The second is population-weighted international inequality: do the same, but take account of the fact that different countries have different-sized populations. The third is world income distribution: measure the incomes of all individuals in the world. This last is the most informative, but it requires a great deal of information for every country, much of which is simply not available. So it is the first as well as the third concept of inequality that Milanovic makes use of.
Even then, though, there are varying ways of quantifying inequality - but the contrasts between Gini co-efficients and Theil entropy indices can probably be ignored for present purposes. Between 1982 and 2000, unweighted international inequality increased, i.e. countries diverged in their economic performance, with poor countries doing on average less well than the rich. One interesting way of looking at events is to classify countries in terms of wealth (i.e. GDP per capita) and compare how they fared between 1960 and 2000.
Milanovic divides countries into four groups in 1960: 41 rich countries (all at least as rich as the poorest country in Western Europe), 22 'contenders' (no more than a third below this poorest Western European country, and so within striking distance of joining the rich), 39 in the Third World (between one-third and two thirds as well off as this same poorest Western European country), and 25 in the Fourth World (GDP per capita less than one third of the poorest country in Western Europe).

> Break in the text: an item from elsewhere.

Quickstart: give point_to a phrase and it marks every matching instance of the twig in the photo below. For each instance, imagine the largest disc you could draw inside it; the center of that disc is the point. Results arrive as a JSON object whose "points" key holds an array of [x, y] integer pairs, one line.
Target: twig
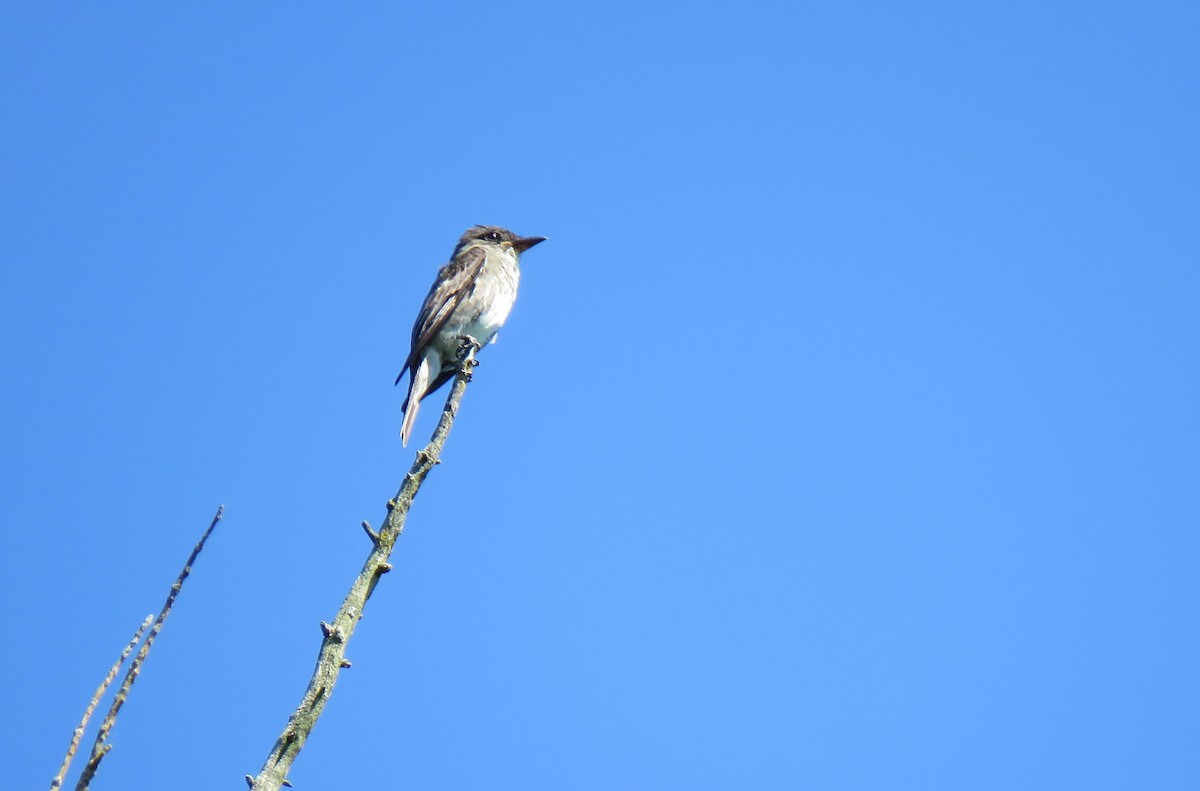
{"points": [[101, 748], [331, 657], [57, 783]]}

By 1978, only three contenders had made it into the rich group, while eight rich countries had fallen into the class of contenders and three into the Third World. Of the Third World group, just two had become contenders and 14 had joined the Third World. None of the Fourth World countries had moved into a higher group.
Between 1978 and 2000, a further eleven contenders had fallen into the Third World and two into the Fourth World. Milanovic gives a lot more figures, but it is plain that there was far more downward than upward mobility. Algeria, for instance, counted as a rich country in 1960, a contender in 1978, and a member of the Third World by 2000. Bulgaria was a contender in 1960, in the Third World in 1978 and the Fourth in 2000.
In 2000 all African countries bar five were in the Fourth World: Milanovic refers to 'the unremitting downward mobility of the entire continent', a picture more or less repeated in Latin America. But of course this says little about the incomes of actual people, since even poor countries can contain rich individuals.
This is where the third concept of inequality, world income distribution, comes in. In terms of purchasing power parity, the top 10 percent of the global population receives about half of world income. Between 1988 and 1993, the poorest 85 percent of the world saw their real incomes decline; things were not quite so bad between 1993 and 1998, except for the very poorest 10 percent.
Milanovic's book contains a lot more information that we can't summarise here. While all the statistics, tables and charts mean that it's often hard going, it certainly gives a vivid picture of the unequal condition of the world today, and the fact that things are not in the process of changing.